Artikel drie van de Grondwet van de Verenigde Staten vermeld:
'De rechterlijke macht van de Verenigde Staten berust bij één hooggerechtshof en bij ondergeschikte rechtbanken die het congres van tijd tot tijd kan bepalen en vestigen.'
De eerste acties van het nieuw opgerichte congres waren de goedkeuring van de wet op de rechterlijke macht van 1789, die voorzag in bepalingen voor het Hooggerechtshof. Het zei dat het zou bestaan uit een opperrechter en vijf geassocieerde rechters en dat ze elkaar zouden ontmoeten in de hoofdstad van het land. De eerste opperrechter benoemd door George Washington was John Jay, die van 26 september 1789 tot 29 juni 1795 diende. De vijf geassocieerde rechters waren John Rutledge, William Cushing, James Wilson, John Blair en James Iredell.
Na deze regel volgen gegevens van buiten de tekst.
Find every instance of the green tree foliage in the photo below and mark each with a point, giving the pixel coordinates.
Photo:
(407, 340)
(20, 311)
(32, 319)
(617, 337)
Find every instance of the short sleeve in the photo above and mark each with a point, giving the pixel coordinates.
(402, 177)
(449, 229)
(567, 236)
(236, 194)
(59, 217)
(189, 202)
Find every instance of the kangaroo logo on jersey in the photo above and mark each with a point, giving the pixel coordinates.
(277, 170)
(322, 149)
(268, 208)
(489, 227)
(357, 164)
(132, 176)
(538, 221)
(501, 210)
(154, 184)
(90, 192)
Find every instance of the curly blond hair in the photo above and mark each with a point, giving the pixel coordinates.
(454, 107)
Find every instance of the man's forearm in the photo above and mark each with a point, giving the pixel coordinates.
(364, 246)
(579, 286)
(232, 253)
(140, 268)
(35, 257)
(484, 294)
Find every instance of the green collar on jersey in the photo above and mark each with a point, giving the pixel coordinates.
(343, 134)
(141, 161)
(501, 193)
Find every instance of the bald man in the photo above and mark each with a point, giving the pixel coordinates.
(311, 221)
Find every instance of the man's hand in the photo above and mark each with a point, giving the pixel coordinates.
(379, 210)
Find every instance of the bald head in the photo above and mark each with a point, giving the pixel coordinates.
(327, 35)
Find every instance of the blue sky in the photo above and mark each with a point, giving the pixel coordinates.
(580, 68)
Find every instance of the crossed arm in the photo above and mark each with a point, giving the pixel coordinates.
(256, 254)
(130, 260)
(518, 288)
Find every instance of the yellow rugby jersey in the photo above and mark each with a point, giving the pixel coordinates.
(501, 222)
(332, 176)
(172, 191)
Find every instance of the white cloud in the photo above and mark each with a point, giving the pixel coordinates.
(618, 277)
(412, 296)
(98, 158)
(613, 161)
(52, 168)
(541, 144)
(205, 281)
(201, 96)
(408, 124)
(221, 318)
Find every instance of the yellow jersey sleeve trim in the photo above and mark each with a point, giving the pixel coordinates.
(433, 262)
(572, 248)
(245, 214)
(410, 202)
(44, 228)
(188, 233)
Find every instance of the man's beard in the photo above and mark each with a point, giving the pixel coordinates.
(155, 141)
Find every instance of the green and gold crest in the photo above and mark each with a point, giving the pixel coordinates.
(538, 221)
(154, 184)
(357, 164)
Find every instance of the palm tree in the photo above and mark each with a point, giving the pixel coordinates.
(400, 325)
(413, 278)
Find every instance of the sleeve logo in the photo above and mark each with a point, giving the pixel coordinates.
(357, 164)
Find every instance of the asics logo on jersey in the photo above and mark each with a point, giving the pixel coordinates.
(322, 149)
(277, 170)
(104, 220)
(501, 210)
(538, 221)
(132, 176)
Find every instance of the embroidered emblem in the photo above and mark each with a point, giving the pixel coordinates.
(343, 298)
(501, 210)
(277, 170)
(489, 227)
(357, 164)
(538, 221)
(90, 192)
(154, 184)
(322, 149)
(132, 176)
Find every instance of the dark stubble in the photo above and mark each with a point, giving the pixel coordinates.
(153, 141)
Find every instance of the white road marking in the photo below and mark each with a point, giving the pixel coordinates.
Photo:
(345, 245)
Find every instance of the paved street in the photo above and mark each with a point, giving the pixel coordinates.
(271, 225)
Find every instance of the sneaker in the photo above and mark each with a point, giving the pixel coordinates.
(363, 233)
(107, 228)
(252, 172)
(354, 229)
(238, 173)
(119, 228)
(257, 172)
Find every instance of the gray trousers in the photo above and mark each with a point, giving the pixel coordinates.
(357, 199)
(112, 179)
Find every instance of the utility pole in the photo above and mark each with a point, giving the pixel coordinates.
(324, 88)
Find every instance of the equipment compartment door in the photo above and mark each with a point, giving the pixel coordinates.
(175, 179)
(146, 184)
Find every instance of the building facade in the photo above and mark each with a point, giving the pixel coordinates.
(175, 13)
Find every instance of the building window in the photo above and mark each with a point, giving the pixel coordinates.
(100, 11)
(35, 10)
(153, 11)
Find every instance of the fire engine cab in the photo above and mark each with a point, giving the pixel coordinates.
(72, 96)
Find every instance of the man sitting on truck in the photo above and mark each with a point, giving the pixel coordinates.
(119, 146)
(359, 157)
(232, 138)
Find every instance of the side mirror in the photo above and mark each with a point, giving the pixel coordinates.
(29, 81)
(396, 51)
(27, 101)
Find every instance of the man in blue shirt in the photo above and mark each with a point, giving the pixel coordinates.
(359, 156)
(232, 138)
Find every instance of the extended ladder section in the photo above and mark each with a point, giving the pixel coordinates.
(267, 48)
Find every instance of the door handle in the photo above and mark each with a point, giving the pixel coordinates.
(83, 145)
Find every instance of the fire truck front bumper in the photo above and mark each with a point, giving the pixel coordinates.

De wet op de rechterlijke macht van 1789
In de wet op de rechterlijke macht van 1789 werd bovendien vermeld dat de bevoegdheid van de hoge Raad zou omvatten rechter in beroep in grotere civiele zaken en zaken waarin de staatsrechter uitspraak deed over federale statuten. Verder moesten de rechters van het Hooggerechtshof zitting hebben in de Amerikaanse circuitrechtbanken. Een deel van de reden om ervoor te zorgen dat rechters van de hoogste rechtbank bij de hoofdrechtbanken zouden worden betrokken, leren over de procedures van de nationale rechtbanken. Dit werd echter vaak gezien als een ontbering. Bovendien hadden de rechters in de beginjaren van het Hooggerechtshof weinig controle over welke zaken ze hoorden. Pas in 1891 konden ze cursussen herzien
certiorari en schafte het recht op automatisch beroep af.Hoewel het Hooggerechtshof het hoogste gerechtshof van het land is, heeft het een beperkt administratief gezag over de federale rechtbanken. Pas in 1934 kreeg het Congres de verantwoordelijkheid voor het opstellen van regels voor de federale procedure.
Circuits en districten
De Judiciary Act markeerde de Verenigde Staten ook in circuits en districten. Er werden drie kringbanen opgericht. Eén omvatte de oostelijke staten, de tweede omvatte de middenstaten en de derde was gemaakt voor de zuidelijke staten. Aan elk van de kringen werden twee rechters van het Hooggerechtshof toegewezen, en hun taak was om er periodiek naar toe te gaan een stad in elke staat in het circuit en houd een circuithof in combinatie met de districtsrechter van die staat. Het doel van de kringbanen was om zaken te beslissen voor de meeste federale strafzaken, samen met rechtszaken tussen burgers van verschillende staten en civiele zaken die door de Amerikaanse regering waren aangespannen. Ze dienden ook als beroepsrechter. Het aantal rechters van het Hooggerechtshof dat betrokken was bij elke kringhof werd teruggebracht tot één in 1793. Naarmate de Verenigde Staten groeiden, groeide het aantal gerechtshoven en het aantal rechters van het Hooggerechtshof om ervoor te zorgen dat er voor elke rechtbank een gerecht was. Met de oprichting van het US Circuit Court of Appeals in 1891 verloren de circuitrechters het vermogen om te oordelen over beroepen en in 1911 werd het volledig afgeschaft.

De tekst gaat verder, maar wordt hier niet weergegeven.